The IMF’s latest report on Ireland says that:

“As in the run-up to the crisis, the ongoing strong economic momentum is accompanied by a surge in house prices and rents. While house prices remain well below the pre-crisis peak, they have rebounded rapidly in Dublin and other regions, posting an average annual increase of 13 percent in March 2018. Rents have also increased at a strong pace (6 percent as of
end-2017) and surpassed their pre-crisis level.

Unlike in the pre-crisis period, house prices are fueled by a persistent supply shortfall
rather than by bank credit. Housing demand has recovered strongly, reflecting improved labor market conditions, rising incomes, and low interest rates. While mortgage drawdowns and approvals have rapidly increased, albeit from a low base, cash transactions remain relevant. In contrast, the recovery of the housing supply has been modest so far, with house completions falling well below the estimated underlying demand of about 35,000 units per year. The government has taken several measures to help boost supply (…) but these will need time to have an impact. High building costs, impaired balance sheets of construction firms and related funding difficulties, skill shortages, and land hoarding are the main factors holding back supply. In CRE properties, high yield attracted strong investment, largely from abroad, alleviating financing constraints and resulting in a fast supply response. Returns have moderated to levels seen in peers, after years of strong gains.

While house prices are not significantly misaligned, upward pressure is likely to persist. Price-to-income and priceto-rent ratios have steadily increased in recent years and at present modestly exceed their historical average.
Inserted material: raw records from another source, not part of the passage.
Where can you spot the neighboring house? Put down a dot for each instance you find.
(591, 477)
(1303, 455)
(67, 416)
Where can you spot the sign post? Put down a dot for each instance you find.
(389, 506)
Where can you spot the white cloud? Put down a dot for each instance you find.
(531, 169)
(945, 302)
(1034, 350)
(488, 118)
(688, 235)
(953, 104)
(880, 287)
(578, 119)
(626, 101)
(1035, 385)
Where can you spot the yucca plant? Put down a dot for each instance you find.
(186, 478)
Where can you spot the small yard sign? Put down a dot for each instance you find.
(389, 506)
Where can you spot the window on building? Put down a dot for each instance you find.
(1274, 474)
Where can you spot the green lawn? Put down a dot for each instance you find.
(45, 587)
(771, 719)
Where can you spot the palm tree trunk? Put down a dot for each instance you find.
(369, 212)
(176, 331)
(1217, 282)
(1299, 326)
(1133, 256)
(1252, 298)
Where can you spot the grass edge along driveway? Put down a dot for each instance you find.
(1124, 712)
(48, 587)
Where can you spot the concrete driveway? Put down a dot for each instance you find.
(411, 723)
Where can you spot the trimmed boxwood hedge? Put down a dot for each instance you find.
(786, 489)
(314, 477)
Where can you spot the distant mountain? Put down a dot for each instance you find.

However, model-based measures of house price misalignment are inconclusive with results ranging from some undervaluation (ESRI) to a small overvaluation. While there are no immediate financial stability risks, house price pressures are likely to persist over the medium term, as demand growth is
likely to continue outpacing supply.

Against this backdrop, priority should be given to encourage greater housing supply…

  • Further rationalization of building regulations and streamlining of planning processes are warranted. Reducing skills gaps in the construction sector, advancing debt restructuring of distressed but viable construction firms, and improving their access to financing are important.
  • The establishment of the HBFI could provide funding to financially-constrained developers in the residential market. However, its operations should remain limited in scope and subject to prudent risk assessment and a robust governance structure to minimize risks for public finances.
  • With a view to reducing land hoarding, a vacant site levy will be introduced starting
    in 2019. However, its rates (3 percent for the first year and 7 percent for the second
    and subsequent years) should be reviewed periodically to ensure effectiveness.
  • Ireland has a high level of vacant dwellings, though some of these are located in areas
    where demand and infrastructure are lacking. To ensure greater utilization of these properties, consideration should be given to adopting a surcharge on properties that are left vacant in urban areas.

…while enacted measures to improve housing affordability need to be well-targeted…

  • There is scope to re-calibrate the Help-to-Buy scheme, which provides a tax rebate of up to 5 percent of the dwelling purchase price for FTBs, towards low-income households.
  • Measures to stabilize rents should be reconsidered as they may deter new construction. Support for disadvantaged groups should be delivered through well-targeted housing assistance payments.
  • The RIHL, which provides loans to risky borrowers outside the banking system, should remain of limited scope and subject to stringent risk assessment to safeguard financial stability, particularly because the use of the RIHL might breach the central bank’s loan-to-income (LTI) limits.

…and macroprudential policy should continue to be deployed proactively. Following
last November’s review of mortgage measures, the central bank has kept the core parameters of the macroprudential framework intact, while halving the proportion of new non-FTB loans allowed to exceed the 3.5 LTI limit to 10 percent. Although currently appropriate, it is crucial that the macroprudential limits are adjusted pre-emptively to ensure that bank and household balance sheets remain resilient to shocks. In addition, as the Central Credit Registry becomes operational in 2018, staff encourages the authorities to shift from a LTI to a debt-to-income limit, which better captures household repayment capacity, once comprehensive data on household debt are available.”